Antonio Tajani a annulé jeudi soir sa première visite à Paris, où il devait rencontrer son homologue Catherine Colonna, après les déclarations de Gérald Darmanin sur RMC accusant la Première ministre Giorgia Meloni d’être « incapable de régler les problèmes migratoires sur lesquels elle a été élue ».

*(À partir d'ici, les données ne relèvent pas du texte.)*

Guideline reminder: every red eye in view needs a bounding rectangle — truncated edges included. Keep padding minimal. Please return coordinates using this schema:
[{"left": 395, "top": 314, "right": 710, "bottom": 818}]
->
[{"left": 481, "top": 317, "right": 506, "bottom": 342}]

Catherine Colonna a rapidement publié un message en italien sur Twitter, affirmant que « la relation entre l’Italie et la France est basée sur le respect mutuel, entre nos deux pays et entre leurs dirigeants ». Elle a appelé dans la foulée Antonio Tajani. « Catherine Colonna m’a appelé deux fois, pour me dire qu’elle était désolée, elle a été très cordiale », a assuré Antonio Tajani, tout en estimant que les explications de Paris restaient « insuffisantes ».

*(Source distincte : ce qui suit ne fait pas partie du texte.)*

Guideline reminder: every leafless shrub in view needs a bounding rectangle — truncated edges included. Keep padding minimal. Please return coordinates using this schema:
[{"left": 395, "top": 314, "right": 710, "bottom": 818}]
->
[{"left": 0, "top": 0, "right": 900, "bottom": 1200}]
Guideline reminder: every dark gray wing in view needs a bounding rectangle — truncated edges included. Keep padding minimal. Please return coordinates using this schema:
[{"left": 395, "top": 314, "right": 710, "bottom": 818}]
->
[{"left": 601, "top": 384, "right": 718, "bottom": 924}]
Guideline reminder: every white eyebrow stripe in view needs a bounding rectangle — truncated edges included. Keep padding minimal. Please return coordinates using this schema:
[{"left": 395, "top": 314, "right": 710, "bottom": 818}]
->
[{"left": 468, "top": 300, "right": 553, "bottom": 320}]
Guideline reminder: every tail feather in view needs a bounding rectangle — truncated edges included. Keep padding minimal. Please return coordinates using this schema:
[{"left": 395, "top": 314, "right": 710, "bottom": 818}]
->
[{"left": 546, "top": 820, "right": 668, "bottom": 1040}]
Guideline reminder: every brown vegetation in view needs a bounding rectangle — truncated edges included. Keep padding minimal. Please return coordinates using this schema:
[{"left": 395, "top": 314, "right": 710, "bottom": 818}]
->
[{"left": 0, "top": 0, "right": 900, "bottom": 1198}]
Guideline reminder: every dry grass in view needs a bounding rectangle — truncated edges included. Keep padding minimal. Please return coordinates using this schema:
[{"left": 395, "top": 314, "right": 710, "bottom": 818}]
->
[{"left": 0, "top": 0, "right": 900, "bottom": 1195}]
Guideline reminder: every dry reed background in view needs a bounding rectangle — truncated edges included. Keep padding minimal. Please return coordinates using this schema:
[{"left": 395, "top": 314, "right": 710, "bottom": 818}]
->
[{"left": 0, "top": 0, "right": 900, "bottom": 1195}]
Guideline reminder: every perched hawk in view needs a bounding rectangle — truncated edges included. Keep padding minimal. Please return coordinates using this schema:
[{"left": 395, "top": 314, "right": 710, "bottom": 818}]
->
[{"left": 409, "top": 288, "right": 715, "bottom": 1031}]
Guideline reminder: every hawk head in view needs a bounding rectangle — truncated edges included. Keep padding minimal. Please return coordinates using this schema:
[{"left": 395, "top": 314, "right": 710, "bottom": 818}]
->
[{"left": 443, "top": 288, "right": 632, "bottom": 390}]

« Il s’agit d’une attaque à froid, un coup de poignard dans le dos de la part d’un membre de premier plan du gouvernement français. Il y a des choses qu’on ne peut ignorer. Le reste de l’exécutif de Macron cependant ne pense certainement pas comme Darmanin », a insisté Antonio Tajani. Le ministère français de l’Intérieur n’a pas souhaité commenter vendredi les demandes d’excuses du gouvernement italien.

Les promesses de Meloni 

L’immigration est depuis des années un sujet ultrasensible dans les relations franco-italiennes.

En novembre, les deux pays avaient connu une forte poussée de fièvre lorsque le gouvernement Meloni, à peine au pouvoir, avait refusé de laisser accoster un navire humanitaire de l’ONG SOS Méditerranée qui avait fini par être accueilli par la France à Toulon (sud) avec plus de 200 migrants à bord. L’épisode avait suscité la colère de Paris qui avait convoqué une réunion européenne pour que ce scénario inédit ne se reproduise pas.

Depuis, les traversées clandestines par bateaux s’accentuent avec l’essor d’un nouveau couloir maritime entre la Tunisie et l’Italie, en première ligne aux portes de l’Europe. Selon le ministère italien de l’Intérieur, plus de 42 000 personnes sont arrivées par la Méditerranée en Italie cette année contre environ 11 000 sur la même période en 2022.

Le porte-parole du gouvernement français Olivier Véran a tenté vendredi d’éteindre l’incendie, assurant qu’il n’y avait eu « aucune volonté d’ostraciser l’Italie ». « Les Italiens, on discute, ils adorent la politique, mais ils assument les choix qu’ils ont faits et ils veulent qu’on les laisse assumer leurs choix », a-t-il expliqué, « et ça tombe bien parce qu’on n’a pas l’intention de faire autrement ».

Plus nuancé, le ministre des Transports Clément Beaune, qui incarne l’aile gauche de la majorité présidentielle, a donné « raison sur le plan politique » à Gérald Darmanin qui a rappelé « ce qu’est l’extrême droite partout, en Italie comme ailleurs, qui fait beaucoup de promesses et règle peu de problèmes ».

Interrogé sur ces frictions en marge d’un déplacement à Florence, le chef de la diplomatie européenne, Josep Borrell, a rappelé que la question des flux migratoires est « un problème commun » aux pays de l’UE qui doit être géré « avec le maximum d’unité ». « Je suis certain que ces difficultés seront surmontées », a-t-il dit.

À côté du sacre de Naples en Serie A, la presse italienne titrait vendredi matin sur cette nouvelle brouille entre les deux voisins.

La Repubblica, quotidien de centre-gauche, évoquait « la gifle de Paris », tandis que La Stampa rappelait que « la lutte contre l’immigration clandestine avait été un des chevaux de bataille de Meloni pendant la campagne électorale » de l’été 2022. « Avec les promesses de mettre en place un ‘blocus naval’ pour empêcher les départs vers la péninsule. Mais tout juste arrivée à Palazzo Chigi [NDLR : siège du chef du gouvernement à Rome], la Première ministre a dû prendre acte de l’infaisabilité de son projet. Et les Français se sont repentis d’y avoir cru », écrit le journal turinois.